The Arbitrator found that the incident was an accident as it resulted from a well-known activity to which automobiles are put (i.e. towing a trailer) and that the truck caused the accident (i.e. had the truck not moved, the trailer would never have moved as it was never truly secured without the truck). The Arbitrator also addressed our alternative argument, namely, whether the trailer could be an “automobile” for the purposes of the SABS. The Insurance Act, the enabling legislation of the SABS, defines an automobile as a motor vehicle required under any legislation to be insured by a liability policy and one proscribed by regulation to be an automobile4.
Under the Ontario Automobile Policy, any trailer “used in connection with an automobile” is considered insured for accident benefits5. Thus, a trailer should be considered an “automobile”, as defined in the Insurance Act, if it were being “used in connection with” another vehicle at the time of the incident.
We argued that the trailer was being used in connection with the truck, as the process of both connecting the trailer to the truck and disconnecting it from the truck was part of the use of a trailer, which would attract the definition of automobile. Further, since the trailer was not properly secured, the process of disconnecting the trailer from the truck had not been completed, as it was the act of moving the truck away from an improperly secured trailer that allowed the trailer to be in motion.
Ultimately, the Arbitrator agreed that without the trailer being secured properly after being removed from the hitch of the truck, the disconnection process was incomplete. Accordingly, the Arbitrator concluded that the trailer was an automobile and that the boys were entitled to Statutory accident benefits.
The insurer appealed the decision6. The Director’s Delegate hearing the appeal considered whether the time, proximity, activity and risk involved indicated that the trailer was being used “in connection with” the truck. Due to the trailer moving shortly after it had been disconnected from the truck, the fact that the trailer was very near to the truck and the risk created for those nearby, the entire event was found to be one continuous action. Therefore, the trailer was still being used “in connection with” the truck at the time of the incident. The appeal was dismissed.
The Director’s Delegate did disagree with the Arbitrator’s finding that the truck was the direct cause of the accident. The trailer was the direct cause of D.J.’s impairments, not the truck. As the trailer was found to be an automobile, D.J. had suffered injuries directly caused by the use or operation of an automobile, in any event.
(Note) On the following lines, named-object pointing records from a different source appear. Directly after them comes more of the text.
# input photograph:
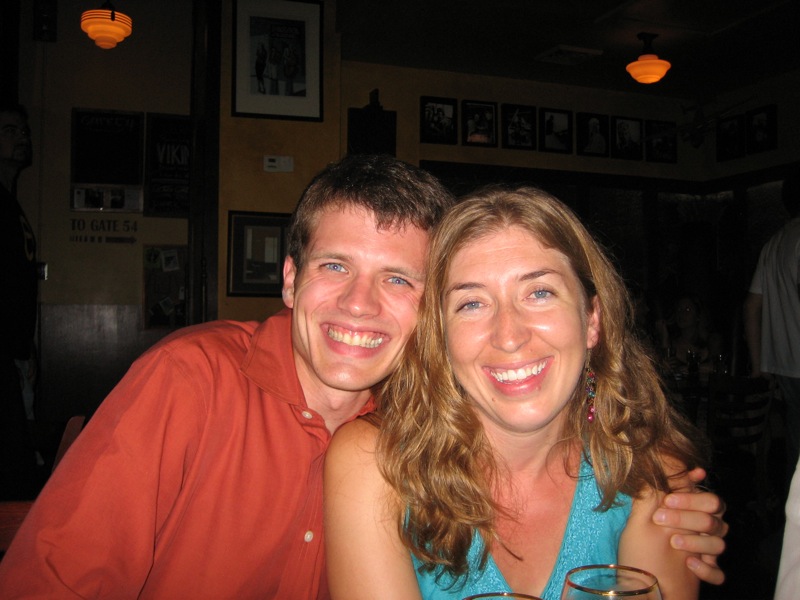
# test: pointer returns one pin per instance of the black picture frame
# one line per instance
(107, 160)
(591, 134)
(518, 126)
(626, 138)
(438, 120)
(731, 138)
(257, 246)
(762, 129)
(660, 141)
(555, 130)
(277, 59)
(479, 123)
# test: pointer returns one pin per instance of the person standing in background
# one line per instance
(18, 308)
(772, 327)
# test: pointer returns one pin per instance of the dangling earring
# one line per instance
(591, 391)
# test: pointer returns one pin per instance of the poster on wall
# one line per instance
(167, 166)
(106, 161)
(164, 301)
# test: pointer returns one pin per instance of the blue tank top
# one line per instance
(592, 537)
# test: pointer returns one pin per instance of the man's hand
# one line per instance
(699, 512)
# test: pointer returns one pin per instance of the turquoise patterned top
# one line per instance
(592, 537)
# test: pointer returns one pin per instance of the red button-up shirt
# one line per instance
(200, 476)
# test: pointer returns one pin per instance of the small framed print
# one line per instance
(257, 246)
(661, 141)
(518, 126)
(277, 59)
(478, 123)
(762, 129)
(591, 131)
(555, 130)
(731, 138)
(627, 138)
(438, 120)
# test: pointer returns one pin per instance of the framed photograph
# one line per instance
(256, 249)
(591, 132)
(438, 120)
(478, 123)
(762, 129)
(277, 59)
(555, 130)
(518, 126)
(731, 137)
(661, 141)
(626, 138)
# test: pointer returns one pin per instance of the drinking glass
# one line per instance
(610, 581)
(498, 595)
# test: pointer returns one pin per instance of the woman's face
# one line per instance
(517, 329)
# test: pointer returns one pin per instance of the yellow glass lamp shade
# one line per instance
(106, 27)
(648, 68)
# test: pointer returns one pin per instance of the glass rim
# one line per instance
(502, 595)
(613, 593)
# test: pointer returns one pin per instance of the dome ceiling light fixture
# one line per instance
(106, 26)
(648, 68)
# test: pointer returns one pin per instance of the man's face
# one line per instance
(355, 303)
(15, 140)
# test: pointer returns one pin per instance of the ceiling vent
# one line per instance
(567, 55)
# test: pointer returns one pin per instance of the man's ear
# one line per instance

Following the appeal, a substantial settlement was reached which included a considerable portion of interest arising from the delay in providing these necessary benefits to the boys, which they were entitled to.
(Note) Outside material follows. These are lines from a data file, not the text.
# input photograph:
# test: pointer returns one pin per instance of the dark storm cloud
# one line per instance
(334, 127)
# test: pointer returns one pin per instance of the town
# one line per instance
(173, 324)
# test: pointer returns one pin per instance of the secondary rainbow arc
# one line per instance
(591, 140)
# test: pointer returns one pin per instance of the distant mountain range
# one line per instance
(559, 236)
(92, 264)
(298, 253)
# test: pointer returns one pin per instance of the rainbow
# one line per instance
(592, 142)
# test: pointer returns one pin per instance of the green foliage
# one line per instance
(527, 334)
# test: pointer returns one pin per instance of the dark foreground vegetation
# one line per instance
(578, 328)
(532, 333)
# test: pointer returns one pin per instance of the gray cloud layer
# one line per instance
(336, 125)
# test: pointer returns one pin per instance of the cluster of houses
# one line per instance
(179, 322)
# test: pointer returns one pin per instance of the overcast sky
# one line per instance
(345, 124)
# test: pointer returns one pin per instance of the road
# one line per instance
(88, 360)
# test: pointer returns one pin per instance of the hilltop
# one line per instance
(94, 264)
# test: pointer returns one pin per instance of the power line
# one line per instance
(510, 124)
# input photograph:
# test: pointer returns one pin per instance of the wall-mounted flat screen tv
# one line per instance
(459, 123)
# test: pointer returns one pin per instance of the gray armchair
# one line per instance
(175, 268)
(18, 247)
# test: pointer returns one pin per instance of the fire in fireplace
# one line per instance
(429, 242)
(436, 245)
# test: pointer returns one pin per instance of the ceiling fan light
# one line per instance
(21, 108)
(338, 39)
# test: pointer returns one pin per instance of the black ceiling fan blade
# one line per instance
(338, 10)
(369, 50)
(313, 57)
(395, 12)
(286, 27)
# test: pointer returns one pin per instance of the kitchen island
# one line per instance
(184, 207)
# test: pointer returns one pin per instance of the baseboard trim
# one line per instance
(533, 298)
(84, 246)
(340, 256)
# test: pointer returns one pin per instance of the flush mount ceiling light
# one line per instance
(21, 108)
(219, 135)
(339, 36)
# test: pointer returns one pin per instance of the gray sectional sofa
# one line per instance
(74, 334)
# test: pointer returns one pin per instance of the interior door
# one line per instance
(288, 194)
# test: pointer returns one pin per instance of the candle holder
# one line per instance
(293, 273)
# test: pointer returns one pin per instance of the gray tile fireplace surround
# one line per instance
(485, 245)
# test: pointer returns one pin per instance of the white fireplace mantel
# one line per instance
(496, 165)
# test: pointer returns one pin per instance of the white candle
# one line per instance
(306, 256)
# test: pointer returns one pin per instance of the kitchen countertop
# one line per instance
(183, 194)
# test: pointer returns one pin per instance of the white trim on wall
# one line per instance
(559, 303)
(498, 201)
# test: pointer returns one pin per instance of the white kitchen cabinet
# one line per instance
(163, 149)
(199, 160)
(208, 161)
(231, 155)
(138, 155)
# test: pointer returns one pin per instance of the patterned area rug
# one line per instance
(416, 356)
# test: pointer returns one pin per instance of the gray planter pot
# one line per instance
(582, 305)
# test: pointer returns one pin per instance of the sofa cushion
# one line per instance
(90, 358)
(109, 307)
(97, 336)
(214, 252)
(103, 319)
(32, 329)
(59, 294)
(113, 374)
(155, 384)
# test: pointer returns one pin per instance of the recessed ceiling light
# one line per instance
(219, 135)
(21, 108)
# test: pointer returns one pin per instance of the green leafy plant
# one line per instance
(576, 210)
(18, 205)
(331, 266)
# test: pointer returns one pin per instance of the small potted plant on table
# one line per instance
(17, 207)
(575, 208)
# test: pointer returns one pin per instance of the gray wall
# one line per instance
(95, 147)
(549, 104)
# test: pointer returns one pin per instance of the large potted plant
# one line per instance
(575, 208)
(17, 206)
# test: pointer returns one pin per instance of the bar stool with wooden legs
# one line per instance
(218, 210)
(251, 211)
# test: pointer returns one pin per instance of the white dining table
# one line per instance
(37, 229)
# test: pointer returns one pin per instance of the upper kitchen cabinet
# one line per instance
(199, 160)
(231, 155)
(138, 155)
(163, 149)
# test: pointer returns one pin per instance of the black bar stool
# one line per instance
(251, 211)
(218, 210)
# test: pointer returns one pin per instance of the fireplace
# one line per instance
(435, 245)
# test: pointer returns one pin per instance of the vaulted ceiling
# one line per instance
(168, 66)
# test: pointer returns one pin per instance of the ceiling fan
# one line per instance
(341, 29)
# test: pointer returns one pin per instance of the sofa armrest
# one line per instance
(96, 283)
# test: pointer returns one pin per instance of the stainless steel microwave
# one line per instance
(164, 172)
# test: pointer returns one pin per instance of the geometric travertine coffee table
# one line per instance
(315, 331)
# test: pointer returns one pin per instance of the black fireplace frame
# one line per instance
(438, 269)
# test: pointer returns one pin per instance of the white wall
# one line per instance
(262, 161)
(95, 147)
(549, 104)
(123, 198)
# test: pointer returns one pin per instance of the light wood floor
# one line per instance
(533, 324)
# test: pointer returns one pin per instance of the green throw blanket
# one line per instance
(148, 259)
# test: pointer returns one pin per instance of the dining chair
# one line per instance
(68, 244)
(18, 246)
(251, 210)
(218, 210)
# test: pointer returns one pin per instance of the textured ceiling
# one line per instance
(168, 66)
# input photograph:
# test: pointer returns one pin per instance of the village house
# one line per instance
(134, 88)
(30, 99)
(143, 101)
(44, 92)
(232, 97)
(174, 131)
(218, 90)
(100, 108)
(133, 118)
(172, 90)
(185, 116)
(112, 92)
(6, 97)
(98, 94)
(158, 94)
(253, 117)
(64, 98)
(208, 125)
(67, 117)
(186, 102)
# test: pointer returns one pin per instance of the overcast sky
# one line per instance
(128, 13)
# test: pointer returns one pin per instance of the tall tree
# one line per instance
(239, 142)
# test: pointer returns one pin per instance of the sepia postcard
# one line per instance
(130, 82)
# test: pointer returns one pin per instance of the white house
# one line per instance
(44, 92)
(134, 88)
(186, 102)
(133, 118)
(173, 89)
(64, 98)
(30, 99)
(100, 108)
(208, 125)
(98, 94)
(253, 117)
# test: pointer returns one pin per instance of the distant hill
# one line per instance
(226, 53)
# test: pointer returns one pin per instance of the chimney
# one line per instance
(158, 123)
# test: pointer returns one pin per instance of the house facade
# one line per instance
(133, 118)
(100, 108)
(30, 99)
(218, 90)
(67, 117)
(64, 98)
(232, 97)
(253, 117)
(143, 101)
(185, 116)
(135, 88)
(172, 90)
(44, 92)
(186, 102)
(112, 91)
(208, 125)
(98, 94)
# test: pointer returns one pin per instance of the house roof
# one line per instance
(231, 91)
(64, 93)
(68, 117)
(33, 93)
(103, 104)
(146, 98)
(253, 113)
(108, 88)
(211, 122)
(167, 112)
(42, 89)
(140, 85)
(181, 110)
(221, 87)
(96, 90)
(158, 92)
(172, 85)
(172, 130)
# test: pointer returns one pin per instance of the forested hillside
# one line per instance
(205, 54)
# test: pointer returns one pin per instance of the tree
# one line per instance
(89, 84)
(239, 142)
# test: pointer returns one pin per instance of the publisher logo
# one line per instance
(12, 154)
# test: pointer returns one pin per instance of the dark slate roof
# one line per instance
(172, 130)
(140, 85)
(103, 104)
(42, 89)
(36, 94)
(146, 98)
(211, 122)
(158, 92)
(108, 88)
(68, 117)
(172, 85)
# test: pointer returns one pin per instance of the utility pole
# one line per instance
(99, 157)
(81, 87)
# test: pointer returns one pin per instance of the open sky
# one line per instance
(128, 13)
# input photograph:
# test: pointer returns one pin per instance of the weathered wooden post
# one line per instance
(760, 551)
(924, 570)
Where the injured party intends to challenge the insurance company’s denial of coverage there are steps that can be taken to protect the rights of the injured person pending the outcome of the dispute resolution process. Establishing the claim for benefits by submitting all the claims despite the denial will help preserve the injured person’s claim for interest on outstanding claims should success be achieved.
1 FSCO A06-002668 and A08-002218.
2 Ontario Regulation 403/96, as amended [“SABS”].
3 R.S.O. 1990, c. I.8, as amended [“Insurance Act”].
4 Ibid. at s. 224(1).
5 s. 2.2.5 of the standard Owner’s Policy approved for use on or after January 1, 2007.
6 Peel Mutual Insurance Company and Johnston, Appeal Order P09-00003.